Class II MHC tetrameric staining reagents were created as described.45, 46 The methodology for preparation of MHC class I tetramers was modified from the protocol described by Altman and co-workers47 and were created as described previously.12, 48 For some experiments, I-Abgp66-77 tetramers were obtained from the NIH Tetramer Core Facility. We have observed no significant difference in tracking the LCMV-sp. CD4+ T-cell response using homemade versus NIH-generated LCMV-sp. class II tetramers.

Flow cytometry

Spleens were harvested and 106 cells were stained with fluorochrome-labeled antibodies (anti-CD4, anti-CD8, anti-CD44, anti-IL-7R and anti-KLRG-1) or intracellularly with antibodies against Bcl-xL (BD Transduction Labs, San Jose, CA, USA); Mcl-1 (Rockland Immunochemical, Gilbertsville, PA, USA); Bcl-2 (made in house from hybridoma 3F11); and Bim (Cell Signaling, Danvers, MA, USA), and data acquired using an LSRII flow cytometer (BD Biosciences, San Jose, CA, USA). Data were analyzed with FacsDIVA software (BD Biosciences). Antigen-specific CD4+ T cells were identified by staining 2 × 106 spleen cells with I-Abgp61-80 tetrameric staining reagents for 2 h at 37 °C, gating away from CD16/32+ cells as described.12 LCMV-sp. CD8+ T cells were detected by staining 2 × 106 cells/well with either Dbgp33 tetrameric staining reagents for 90 min at 4 °C followed by cell surface marker staining as described.12

Intracellular cytokine staining was performed as described.12 Briefly, spleen cells from mice were cultured at 37 °C for 4–5 h with or without various LCMV peptides (GP61-80 10 μg/ml; GP33-41, at 1 μg/ml) and BrefeldinA at 10 μg/ml. After culture, cells were stained for cell surface markers (CD4, CD8, CD44, antibodies from BD Pharmingen, San Jose, CA, USA) for 45 min at 4 °C. Cells were then washed, fixed, and permeabilized with 0.03% saponin and stained intracellularly with PE-labeled anti-IFN-γ or anti-IL-2 antibody (BD Pharmingen). A minimum of 5 × 105 events were acquired on a FacsCalibur flow cytometer and analyzed using CellQuest software (BD Biosciences).

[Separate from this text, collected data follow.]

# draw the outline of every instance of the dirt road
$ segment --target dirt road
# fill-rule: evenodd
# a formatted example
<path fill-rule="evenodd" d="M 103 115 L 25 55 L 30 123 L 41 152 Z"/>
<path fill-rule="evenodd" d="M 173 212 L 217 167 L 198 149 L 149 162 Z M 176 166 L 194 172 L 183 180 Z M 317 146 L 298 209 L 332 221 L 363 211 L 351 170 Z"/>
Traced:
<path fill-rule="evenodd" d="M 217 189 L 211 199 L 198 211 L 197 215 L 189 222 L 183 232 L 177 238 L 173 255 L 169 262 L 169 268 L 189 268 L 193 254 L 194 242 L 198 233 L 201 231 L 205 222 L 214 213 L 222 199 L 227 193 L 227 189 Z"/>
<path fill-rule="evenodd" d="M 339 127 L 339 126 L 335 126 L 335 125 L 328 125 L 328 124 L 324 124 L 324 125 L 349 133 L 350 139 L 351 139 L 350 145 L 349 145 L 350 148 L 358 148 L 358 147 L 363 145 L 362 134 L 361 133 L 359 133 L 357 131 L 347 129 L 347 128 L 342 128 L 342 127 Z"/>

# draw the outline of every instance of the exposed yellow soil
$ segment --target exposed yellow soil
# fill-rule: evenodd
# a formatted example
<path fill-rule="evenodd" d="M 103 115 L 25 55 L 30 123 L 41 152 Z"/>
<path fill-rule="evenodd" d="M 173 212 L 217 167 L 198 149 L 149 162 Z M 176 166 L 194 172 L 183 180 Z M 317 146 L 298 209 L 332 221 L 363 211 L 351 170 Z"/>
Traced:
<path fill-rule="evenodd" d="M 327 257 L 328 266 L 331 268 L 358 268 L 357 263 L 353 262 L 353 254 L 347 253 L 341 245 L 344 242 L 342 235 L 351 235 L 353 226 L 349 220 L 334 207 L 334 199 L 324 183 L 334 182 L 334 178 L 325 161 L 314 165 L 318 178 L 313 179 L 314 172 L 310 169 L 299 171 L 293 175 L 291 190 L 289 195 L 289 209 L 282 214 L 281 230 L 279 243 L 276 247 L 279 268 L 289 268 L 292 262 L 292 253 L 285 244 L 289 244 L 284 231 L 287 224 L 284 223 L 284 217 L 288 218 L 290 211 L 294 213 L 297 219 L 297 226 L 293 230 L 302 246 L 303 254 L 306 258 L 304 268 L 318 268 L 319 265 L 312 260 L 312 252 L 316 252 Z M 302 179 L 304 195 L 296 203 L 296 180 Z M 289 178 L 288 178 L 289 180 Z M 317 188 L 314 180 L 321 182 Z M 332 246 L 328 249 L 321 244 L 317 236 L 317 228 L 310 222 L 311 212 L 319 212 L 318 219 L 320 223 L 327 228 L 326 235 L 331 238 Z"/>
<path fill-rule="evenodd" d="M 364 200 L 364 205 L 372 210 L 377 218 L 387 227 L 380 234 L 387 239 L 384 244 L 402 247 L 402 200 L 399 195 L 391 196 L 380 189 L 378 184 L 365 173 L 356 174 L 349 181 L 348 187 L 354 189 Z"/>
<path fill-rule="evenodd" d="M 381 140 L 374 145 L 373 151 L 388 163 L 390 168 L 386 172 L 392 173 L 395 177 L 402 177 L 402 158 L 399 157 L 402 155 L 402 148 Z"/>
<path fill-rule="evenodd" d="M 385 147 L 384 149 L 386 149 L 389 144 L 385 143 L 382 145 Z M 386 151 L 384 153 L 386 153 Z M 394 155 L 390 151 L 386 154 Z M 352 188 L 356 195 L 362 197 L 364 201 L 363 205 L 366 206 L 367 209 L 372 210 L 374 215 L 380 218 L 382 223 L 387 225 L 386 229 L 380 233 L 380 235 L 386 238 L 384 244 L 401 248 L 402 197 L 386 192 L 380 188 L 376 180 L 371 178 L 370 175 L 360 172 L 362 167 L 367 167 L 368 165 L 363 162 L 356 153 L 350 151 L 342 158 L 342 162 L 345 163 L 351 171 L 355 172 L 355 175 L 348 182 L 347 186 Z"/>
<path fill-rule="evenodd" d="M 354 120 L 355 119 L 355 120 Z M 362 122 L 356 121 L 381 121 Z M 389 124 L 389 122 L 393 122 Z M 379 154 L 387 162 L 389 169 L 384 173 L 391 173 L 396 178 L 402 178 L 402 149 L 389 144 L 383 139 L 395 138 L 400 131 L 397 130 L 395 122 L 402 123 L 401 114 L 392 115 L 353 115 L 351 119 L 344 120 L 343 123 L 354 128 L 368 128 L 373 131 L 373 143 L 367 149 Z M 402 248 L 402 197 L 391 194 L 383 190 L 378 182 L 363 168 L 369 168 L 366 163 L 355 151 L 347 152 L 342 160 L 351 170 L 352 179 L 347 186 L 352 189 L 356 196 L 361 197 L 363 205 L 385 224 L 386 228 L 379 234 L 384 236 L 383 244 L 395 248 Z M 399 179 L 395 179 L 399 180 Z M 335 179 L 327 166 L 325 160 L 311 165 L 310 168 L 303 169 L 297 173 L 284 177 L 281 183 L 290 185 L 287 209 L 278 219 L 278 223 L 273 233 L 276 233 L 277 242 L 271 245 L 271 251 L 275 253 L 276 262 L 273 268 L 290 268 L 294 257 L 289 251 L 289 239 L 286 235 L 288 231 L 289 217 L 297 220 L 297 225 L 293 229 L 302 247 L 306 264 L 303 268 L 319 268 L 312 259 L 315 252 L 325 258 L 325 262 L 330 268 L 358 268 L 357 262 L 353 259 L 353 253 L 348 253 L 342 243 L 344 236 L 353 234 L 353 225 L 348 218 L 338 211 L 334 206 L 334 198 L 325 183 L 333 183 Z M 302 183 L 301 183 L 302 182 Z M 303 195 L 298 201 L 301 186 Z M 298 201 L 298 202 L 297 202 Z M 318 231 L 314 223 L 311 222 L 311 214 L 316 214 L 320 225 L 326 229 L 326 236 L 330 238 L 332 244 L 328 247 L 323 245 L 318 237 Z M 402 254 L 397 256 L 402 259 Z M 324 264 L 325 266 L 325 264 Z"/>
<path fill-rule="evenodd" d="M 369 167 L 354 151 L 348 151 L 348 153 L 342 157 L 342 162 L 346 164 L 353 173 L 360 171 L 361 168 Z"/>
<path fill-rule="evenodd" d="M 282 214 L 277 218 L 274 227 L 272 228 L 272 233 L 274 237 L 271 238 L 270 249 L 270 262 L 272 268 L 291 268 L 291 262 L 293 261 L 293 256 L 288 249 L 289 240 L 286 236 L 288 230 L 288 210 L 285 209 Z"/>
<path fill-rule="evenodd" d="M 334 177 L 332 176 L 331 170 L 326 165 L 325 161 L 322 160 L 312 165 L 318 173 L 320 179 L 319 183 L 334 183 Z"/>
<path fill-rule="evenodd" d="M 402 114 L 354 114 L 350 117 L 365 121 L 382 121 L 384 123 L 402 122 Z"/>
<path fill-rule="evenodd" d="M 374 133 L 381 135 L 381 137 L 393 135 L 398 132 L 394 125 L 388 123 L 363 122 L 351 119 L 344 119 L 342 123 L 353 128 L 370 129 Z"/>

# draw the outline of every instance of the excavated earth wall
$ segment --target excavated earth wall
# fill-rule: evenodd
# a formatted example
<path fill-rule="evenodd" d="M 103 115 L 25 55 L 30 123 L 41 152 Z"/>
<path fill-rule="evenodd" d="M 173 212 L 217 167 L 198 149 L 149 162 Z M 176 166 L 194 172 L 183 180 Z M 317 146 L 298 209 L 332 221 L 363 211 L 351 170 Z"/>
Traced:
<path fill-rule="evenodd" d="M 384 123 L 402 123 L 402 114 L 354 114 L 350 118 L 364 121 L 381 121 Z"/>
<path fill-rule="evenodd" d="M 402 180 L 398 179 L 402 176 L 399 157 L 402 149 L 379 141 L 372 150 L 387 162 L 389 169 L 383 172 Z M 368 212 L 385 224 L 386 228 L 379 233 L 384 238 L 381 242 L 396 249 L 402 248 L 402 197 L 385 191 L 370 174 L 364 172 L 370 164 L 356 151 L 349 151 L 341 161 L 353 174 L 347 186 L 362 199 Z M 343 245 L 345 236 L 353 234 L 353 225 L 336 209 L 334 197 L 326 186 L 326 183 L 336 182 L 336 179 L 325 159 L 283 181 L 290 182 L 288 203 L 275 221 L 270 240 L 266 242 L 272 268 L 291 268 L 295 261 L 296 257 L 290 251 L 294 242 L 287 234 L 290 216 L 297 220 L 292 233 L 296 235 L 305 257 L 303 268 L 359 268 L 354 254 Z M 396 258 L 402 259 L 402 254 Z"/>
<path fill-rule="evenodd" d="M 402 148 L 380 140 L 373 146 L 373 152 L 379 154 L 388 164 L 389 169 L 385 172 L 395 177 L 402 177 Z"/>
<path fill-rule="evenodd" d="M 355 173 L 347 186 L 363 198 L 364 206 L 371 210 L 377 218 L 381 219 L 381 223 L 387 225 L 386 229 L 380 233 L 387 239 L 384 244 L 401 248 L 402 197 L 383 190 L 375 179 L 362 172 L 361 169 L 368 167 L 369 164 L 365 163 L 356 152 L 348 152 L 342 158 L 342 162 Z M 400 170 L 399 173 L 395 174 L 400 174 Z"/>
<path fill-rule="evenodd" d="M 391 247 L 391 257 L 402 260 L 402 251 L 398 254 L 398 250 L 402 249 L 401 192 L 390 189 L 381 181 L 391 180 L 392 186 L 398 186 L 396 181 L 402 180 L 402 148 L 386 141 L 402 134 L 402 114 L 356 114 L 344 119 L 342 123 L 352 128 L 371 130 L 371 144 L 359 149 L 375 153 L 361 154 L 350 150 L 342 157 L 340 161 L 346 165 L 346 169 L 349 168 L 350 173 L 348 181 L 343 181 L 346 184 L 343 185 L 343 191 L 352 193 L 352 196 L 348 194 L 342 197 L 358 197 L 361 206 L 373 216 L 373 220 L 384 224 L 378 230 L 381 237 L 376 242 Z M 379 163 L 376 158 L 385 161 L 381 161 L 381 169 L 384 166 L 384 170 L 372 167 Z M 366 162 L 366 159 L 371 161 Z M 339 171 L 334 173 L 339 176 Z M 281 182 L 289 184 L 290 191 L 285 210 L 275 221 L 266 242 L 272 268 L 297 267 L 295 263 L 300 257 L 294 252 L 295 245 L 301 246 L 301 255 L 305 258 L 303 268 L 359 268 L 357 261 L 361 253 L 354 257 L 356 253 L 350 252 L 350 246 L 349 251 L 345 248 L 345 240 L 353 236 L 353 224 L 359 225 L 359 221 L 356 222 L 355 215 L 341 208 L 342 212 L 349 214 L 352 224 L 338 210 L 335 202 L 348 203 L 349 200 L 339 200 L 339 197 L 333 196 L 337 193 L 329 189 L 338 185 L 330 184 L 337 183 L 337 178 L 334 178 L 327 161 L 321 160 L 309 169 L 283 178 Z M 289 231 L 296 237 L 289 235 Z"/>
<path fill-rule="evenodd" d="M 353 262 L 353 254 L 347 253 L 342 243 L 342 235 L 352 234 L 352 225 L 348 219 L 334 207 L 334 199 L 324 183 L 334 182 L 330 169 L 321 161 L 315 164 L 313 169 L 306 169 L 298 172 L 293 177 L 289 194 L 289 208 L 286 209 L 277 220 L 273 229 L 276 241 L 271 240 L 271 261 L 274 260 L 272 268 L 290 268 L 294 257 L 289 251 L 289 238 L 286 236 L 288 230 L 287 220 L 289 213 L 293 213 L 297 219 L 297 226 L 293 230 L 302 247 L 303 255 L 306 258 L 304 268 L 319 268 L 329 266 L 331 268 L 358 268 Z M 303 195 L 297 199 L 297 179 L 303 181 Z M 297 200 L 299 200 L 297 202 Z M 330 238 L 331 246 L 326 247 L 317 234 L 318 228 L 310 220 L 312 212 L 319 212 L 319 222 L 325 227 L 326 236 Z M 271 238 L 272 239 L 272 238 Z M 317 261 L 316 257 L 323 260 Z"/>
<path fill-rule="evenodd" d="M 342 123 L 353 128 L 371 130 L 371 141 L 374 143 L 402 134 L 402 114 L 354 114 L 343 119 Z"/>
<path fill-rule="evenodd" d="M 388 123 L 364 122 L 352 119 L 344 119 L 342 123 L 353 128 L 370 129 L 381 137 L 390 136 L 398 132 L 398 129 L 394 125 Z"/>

Mixed bone marrow chimeras

BM from Mcl-1f/f Mx1Cre mice (CD45.2+) was mixed 1 : 1 with BM from B6.SJL-Ptprca Pepcb/BoyJ (CD45.1+) and 5 × 106 cells injected intravenously into lethally irradiated (1100 Rads) BoyJ recipients and allowed to engraft for 8 weeks at which time peripheral blood analyses indicated stable engraftment of both CD45.1 and CD45.2 cell surface-positive cells at a 3 : 1 ratio. The chimeric mice were then infected as described.

Statistical analyses

Statistical analyses were performed using a Student’s two-sample t-test with Minitab for Windows Software (Release 14), State College, PA, USA.